You enable TLS encryption in the deployment file using the <ssl> element. Within <ssl> you specify the location and password for the key store and, for locally generated certificates, the trust store in separate elements like so:

<ssl>
   <keystore path="/etc/mydb/keystore" password="twiddledee"/>
   <truststore path="/etc/mydb/truststore" password="twiddledum"/>
</ssl>

When you enable the <ssl> element in the configuration file, TLS encryption is enabled for the web port and all access to the httpd port and JSON interface must use the HTTPS protocol. When you enable TLS, the default web port changes from 8080 to 8443.

You can explicitly enable or disable TLS encryption by including the enable attribute. (For example, if you want to include the key store and trust store in the configuration but not turn on TLS during testing, you can include enabled="false".) You can specify that the client and admin API ports are also TLS encrypted by adding the external attribute and setting it to true. Similarly, you can enable TLS encryption for the DR port by adding the dr attribute.
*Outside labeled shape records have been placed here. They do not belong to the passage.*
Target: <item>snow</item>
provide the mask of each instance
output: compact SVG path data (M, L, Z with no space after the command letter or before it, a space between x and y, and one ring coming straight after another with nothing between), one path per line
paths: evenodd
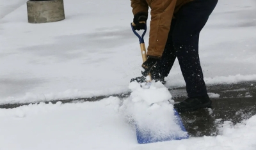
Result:
M166 87L129 86L142 63L130 1L65 0L65 20L40 24L28 23L26 2L0 0L0 104L132 93L124 101L111 96L0 109L0 149L256 149L256 116L224 122L216 137L138 144L131 116L143 127L166 126L161 133L177 126ZM255 8L253 0L219 1L200 34L207 84L256 80ZM166 80L166 87L185 85L177 61Z
M254 150L256 116L241 124L225 122L223 134L138 144L134 128L120 110L120 100L40 104L0 109L1 149Z
M129 87L132 93L120 107L128 123L143 132L150 131L155 141L187 135L177 123L171 94L160 82L152 81L149 87L134 82Z

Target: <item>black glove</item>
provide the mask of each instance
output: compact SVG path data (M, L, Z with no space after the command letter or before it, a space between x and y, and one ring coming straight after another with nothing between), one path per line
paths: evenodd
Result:
M147 77L149 73L152 72L154 66L157 63L159 59L159 58L148 57L147 61L141 65L142 68L145 70L145 71L142 72L142 75L144 77Z
M133 23L136 26L133 26L134 30L145 29L145 24L140 23L140 22L146 22L148 19L148 14L145 12L139 12L135 14L133 18Z

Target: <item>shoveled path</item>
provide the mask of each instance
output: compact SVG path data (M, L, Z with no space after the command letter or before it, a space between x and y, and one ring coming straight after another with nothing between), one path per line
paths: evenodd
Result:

For example, the following configuration sample, explicitly enables TLS for all externally-facing ports:

<ssl enabled="true" external="true" dr="true">
   <keystore path="/etc/mydb/keystore" password="twiddledee"/>
   <truststore path="/etc/mydb/truststore" password="twiddledum"/>
</ssl>

Note that you cannot disable TLS encryption for the web port separately. TLS is always enabled for the web port if you enable encryption for any ports.



[1] In the special circumstance where multiple VoltDB processes are started for one database, all on the same server, the internal server port is incremented from the initial value for each process.